Friction between father and son centered on the U.S. Fox television stations group, which generate over $2 billion of annual revenues for News Corp. This group was also part of Lachlan's responsibilities, but on numerous occasions his father stepped in. In the background was pressure on Lachlan Murdoch from his wife, the Australian model Sarah O'Hare, to move back to Sydney with their baby son. Another factor which persuaded Lachlan to leave was his father's attempt to change how his inheritance will be split.

Rupert Murdoch's stake in News Corp is worth about $6 billion. He controls just under 30 percent of the voting shares in the conglomerate his stake has been gradually reduced as he has expanded his empire through acquisitions and these are held in a trust.

The trust was set up as part of a divorce settlement between Rupert Murdoch and his second wife Anna, mother of Elisabeth, Lachlan and James, who gave up a stake in her ex-husband's fortune to secure control of News Corp for her children. Prudence, the daughter of Mr. Murdoch's first marriage, is also part of the deal.

Mr. Murdoch's desire to include his two young daughters from his third marriage to Wendi Deng in the trust, reported in the New York Times and the Wall Street Journal, has angered his adult children.

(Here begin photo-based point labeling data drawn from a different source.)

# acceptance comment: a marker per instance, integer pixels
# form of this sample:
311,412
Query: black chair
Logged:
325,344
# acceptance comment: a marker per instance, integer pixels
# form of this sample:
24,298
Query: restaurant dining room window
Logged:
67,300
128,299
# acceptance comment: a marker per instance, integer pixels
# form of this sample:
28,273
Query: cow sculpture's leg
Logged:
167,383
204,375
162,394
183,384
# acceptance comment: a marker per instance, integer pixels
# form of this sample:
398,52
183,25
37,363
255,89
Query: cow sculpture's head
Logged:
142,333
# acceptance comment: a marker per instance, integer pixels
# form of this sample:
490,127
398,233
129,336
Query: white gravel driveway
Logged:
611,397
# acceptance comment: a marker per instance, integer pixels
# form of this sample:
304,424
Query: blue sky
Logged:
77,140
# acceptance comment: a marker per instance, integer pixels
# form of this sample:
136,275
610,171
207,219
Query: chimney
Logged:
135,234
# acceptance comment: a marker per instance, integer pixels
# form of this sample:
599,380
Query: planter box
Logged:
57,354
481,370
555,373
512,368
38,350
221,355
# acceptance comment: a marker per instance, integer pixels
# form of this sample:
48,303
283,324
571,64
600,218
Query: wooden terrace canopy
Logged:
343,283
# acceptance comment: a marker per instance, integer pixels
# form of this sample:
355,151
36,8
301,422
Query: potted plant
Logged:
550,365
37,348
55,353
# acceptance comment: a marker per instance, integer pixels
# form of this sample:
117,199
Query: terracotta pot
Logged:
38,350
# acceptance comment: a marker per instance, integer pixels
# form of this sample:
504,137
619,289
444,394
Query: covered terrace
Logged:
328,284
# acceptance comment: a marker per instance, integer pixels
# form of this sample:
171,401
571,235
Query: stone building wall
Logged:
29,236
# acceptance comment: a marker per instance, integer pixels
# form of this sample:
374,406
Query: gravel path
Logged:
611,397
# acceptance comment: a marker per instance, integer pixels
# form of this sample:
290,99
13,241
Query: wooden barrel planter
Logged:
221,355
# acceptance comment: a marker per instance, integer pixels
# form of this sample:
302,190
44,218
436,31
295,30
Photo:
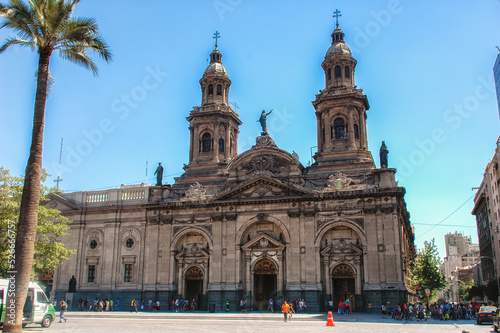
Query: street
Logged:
246,323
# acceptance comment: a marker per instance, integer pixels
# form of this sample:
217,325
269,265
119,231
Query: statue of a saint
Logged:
263,121
384,152
72,285
159,175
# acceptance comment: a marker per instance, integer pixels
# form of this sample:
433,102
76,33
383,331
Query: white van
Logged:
37,309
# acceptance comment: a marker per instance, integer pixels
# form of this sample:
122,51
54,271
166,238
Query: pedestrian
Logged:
63,306
270,305
285,308
290,312
133,306
193,305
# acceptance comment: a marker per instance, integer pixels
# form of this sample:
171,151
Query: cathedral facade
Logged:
255,225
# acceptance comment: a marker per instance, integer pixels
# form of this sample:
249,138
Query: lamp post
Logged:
496,275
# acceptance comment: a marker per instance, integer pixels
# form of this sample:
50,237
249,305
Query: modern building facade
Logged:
255,225
487,212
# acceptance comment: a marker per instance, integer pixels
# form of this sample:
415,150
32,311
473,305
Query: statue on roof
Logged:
384,152
159,175
263,121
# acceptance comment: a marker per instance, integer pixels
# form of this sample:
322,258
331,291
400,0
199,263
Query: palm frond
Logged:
16,41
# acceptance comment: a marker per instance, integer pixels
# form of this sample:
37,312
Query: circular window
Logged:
129,243
93,244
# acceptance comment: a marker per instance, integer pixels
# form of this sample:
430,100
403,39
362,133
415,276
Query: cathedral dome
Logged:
338,46
215,68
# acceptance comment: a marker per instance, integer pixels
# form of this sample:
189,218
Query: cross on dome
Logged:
337,14
216,37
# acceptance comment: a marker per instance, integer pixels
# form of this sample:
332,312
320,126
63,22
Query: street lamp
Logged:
496,274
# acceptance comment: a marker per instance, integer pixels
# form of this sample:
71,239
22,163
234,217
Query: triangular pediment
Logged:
186,253
263,242
60,203
260,187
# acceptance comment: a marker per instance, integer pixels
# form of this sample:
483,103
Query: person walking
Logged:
285,308
270,305
133,306
290,312
63,306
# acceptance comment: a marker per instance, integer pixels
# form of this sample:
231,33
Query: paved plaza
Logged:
246,323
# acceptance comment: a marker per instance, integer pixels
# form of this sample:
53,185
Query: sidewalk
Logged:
362,317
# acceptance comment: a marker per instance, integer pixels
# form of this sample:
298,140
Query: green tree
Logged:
426,273
464,290
51,225
44,26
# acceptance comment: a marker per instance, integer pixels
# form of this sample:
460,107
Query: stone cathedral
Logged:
254,225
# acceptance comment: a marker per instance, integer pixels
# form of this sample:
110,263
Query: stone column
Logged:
350,126
281,272
227,149
191,143
362,127
248,277
319,131
326,275
215,151
180,280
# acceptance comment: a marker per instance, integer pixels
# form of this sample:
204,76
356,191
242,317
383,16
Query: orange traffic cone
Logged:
329,321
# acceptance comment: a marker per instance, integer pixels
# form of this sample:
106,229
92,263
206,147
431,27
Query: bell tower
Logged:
341,111
214,126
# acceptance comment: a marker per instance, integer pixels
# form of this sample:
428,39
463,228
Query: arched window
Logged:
221,145
337,71
339,126
206,143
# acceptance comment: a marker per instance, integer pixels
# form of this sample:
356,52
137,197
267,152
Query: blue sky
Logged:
426,69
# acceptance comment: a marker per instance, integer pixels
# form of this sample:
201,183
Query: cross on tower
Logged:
337,14
216,36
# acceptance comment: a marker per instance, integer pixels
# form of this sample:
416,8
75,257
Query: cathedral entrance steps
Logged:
202,315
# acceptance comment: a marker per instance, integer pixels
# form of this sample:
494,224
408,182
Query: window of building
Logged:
127,276
338,72
206,143
129,243
91,274
339,127
347,72
221,145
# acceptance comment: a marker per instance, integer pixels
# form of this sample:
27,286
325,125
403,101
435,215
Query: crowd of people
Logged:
445,311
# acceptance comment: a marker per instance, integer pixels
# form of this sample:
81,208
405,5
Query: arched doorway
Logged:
265,283
344,285
193,284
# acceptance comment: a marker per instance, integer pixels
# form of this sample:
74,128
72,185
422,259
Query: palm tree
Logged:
44,26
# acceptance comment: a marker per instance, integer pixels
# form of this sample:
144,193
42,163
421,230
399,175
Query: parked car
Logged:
496,320
486,314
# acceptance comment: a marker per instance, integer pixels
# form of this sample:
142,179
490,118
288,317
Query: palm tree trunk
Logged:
28,215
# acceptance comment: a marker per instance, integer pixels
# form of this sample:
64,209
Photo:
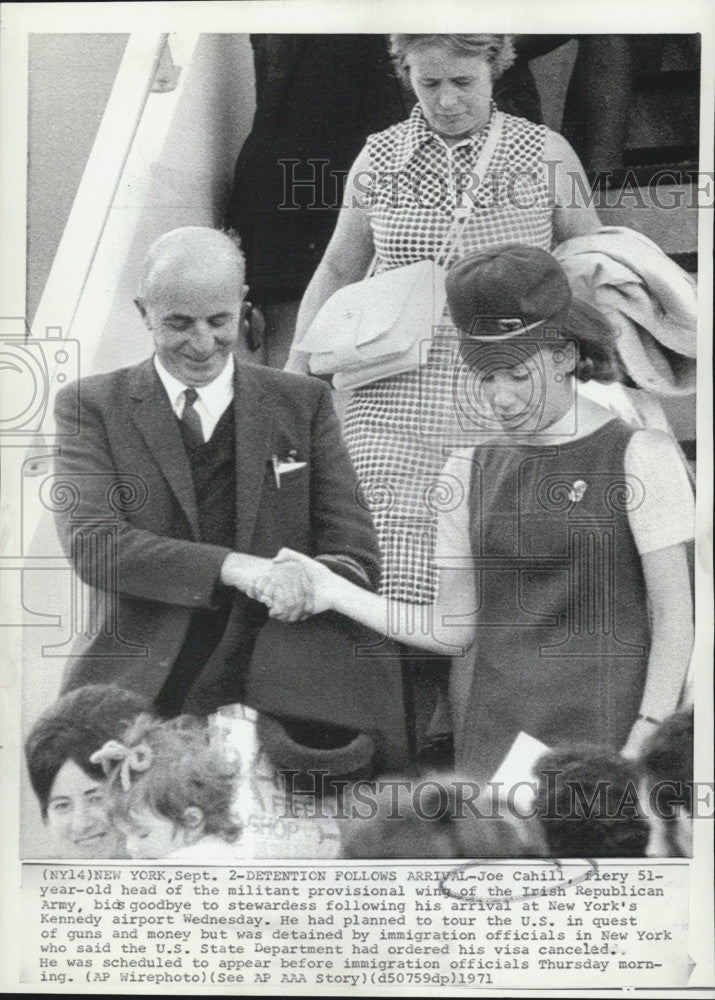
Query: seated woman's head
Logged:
524,338
587,801
69,787
452,77
667,786
168,786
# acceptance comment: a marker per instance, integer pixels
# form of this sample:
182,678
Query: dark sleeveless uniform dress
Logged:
562,621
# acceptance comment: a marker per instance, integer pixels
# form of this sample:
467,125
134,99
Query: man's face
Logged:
194,317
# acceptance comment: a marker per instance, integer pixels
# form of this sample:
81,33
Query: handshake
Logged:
292,585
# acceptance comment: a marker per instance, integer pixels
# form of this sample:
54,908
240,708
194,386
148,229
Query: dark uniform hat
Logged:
506,291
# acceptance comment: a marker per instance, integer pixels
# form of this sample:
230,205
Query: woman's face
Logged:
77,816
454,91
530,395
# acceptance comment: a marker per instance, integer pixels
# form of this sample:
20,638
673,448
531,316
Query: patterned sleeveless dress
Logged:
401,429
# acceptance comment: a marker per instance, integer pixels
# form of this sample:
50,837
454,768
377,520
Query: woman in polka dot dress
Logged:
401,200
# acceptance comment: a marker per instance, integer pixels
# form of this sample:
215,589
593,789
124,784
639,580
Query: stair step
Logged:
684,153
669,79
688,261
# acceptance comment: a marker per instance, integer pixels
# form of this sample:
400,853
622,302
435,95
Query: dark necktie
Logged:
190,418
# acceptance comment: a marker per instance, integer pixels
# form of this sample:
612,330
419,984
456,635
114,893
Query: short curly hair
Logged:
185,770
74,727
667,756
498,50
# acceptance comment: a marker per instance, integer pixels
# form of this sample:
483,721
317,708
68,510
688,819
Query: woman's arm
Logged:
346,258
574,211
667,581
436,627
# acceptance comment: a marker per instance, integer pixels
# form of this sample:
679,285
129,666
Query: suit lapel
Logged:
253,437
156,422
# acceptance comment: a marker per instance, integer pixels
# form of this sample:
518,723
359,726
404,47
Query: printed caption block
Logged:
479,924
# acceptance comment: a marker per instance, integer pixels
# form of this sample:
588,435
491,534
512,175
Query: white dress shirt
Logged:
212,398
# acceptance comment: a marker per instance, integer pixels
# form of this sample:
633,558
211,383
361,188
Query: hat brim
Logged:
578,317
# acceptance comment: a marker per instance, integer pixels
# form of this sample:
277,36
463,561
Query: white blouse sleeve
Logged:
663,512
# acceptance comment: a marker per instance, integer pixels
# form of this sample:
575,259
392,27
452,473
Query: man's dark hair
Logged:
73,728
587,802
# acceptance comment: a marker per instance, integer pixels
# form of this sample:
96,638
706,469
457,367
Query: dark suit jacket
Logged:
126,515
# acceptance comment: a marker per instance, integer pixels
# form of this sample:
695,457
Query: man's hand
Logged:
243,571
287,590
318,577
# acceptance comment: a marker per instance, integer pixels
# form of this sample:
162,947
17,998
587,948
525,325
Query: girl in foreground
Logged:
562,547
170,791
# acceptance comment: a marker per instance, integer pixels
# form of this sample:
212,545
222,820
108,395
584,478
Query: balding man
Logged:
189,472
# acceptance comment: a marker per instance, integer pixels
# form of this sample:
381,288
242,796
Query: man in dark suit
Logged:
188,473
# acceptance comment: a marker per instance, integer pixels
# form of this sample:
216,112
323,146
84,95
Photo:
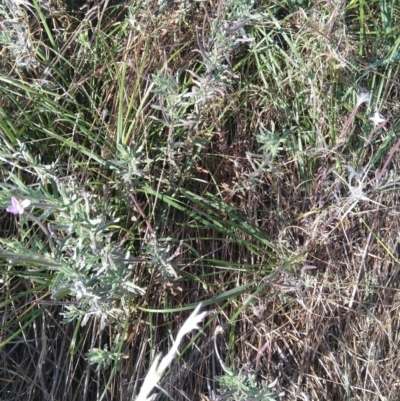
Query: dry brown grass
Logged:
325,325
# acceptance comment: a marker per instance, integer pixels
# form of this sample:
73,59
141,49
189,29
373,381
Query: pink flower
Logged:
17,205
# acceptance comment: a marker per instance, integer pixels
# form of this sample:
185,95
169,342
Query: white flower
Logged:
377,118
17,205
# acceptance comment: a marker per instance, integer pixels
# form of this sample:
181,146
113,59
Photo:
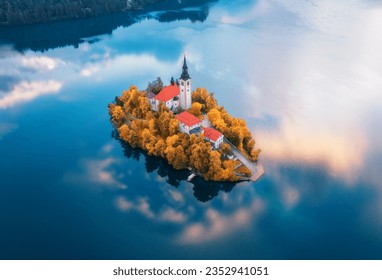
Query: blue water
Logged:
308,88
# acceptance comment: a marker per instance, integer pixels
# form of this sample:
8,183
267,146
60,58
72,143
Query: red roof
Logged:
188,119
168,93
212,134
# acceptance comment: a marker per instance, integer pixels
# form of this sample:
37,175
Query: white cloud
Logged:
27,91
216,225
171,215
143,206
89,71
97,171
123,204
40,63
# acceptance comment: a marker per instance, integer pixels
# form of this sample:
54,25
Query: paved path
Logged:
257,170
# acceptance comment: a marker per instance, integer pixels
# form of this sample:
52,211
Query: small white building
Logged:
188,122
213,136
169,95
177,94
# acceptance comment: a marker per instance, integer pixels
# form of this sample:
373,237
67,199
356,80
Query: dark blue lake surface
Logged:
307,79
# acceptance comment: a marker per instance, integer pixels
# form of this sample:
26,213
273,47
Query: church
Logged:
175,95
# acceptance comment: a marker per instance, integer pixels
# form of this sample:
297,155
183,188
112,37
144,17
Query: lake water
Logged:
305,75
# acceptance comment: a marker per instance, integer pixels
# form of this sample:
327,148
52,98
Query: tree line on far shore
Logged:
18,12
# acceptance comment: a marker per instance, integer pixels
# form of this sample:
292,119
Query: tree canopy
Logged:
158,133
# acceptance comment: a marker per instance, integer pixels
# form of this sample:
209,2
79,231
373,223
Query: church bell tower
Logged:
185,87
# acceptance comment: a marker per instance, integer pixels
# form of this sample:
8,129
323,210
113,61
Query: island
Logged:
187,128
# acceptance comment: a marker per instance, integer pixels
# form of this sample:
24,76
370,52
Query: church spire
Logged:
185,76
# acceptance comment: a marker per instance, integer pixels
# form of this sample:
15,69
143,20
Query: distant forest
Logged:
19,12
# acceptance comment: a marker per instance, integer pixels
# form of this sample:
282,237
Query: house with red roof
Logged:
188,122
213,136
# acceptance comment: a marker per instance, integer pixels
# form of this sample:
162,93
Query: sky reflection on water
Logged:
305,76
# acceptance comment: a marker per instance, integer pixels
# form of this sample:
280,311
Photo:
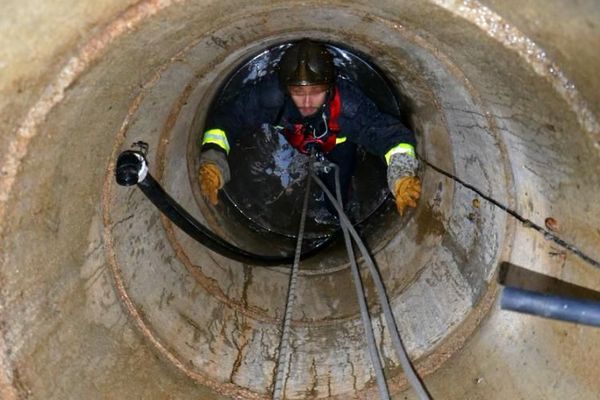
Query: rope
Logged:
407,367
360,294
284,351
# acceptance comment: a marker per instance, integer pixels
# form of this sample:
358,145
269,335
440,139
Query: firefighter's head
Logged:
306,70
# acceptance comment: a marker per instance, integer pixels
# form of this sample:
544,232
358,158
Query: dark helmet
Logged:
306,63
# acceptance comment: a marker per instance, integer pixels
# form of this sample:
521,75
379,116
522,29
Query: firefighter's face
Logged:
308,99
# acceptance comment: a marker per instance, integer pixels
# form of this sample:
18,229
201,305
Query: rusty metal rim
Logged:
428,363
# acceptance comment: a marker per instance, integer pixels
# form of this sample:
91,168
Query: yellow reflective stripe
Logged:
401,148
218,137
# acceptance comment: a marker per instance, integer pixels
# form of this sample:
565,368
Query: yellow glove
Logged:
209,176
407,191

"Tensions over the future of the trust aren't about the financial value of any inheritance, but about control," said a person familiar with the discussions. "The [adult] children are pretty united in this."

It is possible the trust will be changed and a compromise will reached. The youth of Rupert Murdoch's children and his wife Wendi, in her thirties, means the issue over family succession will continue for some time. Mr. Murdoch himself, who is 74, has no intentions to retire or take a back seat. Ned Minor, an attorney who specializes in advising family-owned business, says rifts over future control are very common.

"It gets very complicated when you have more than one child. If you have multiple children from multiple marriages . . . you can watch any sitcom on television to see what goes on then," Minor said.

The next episodes in the Murdoch family drama will make for gripping viewing.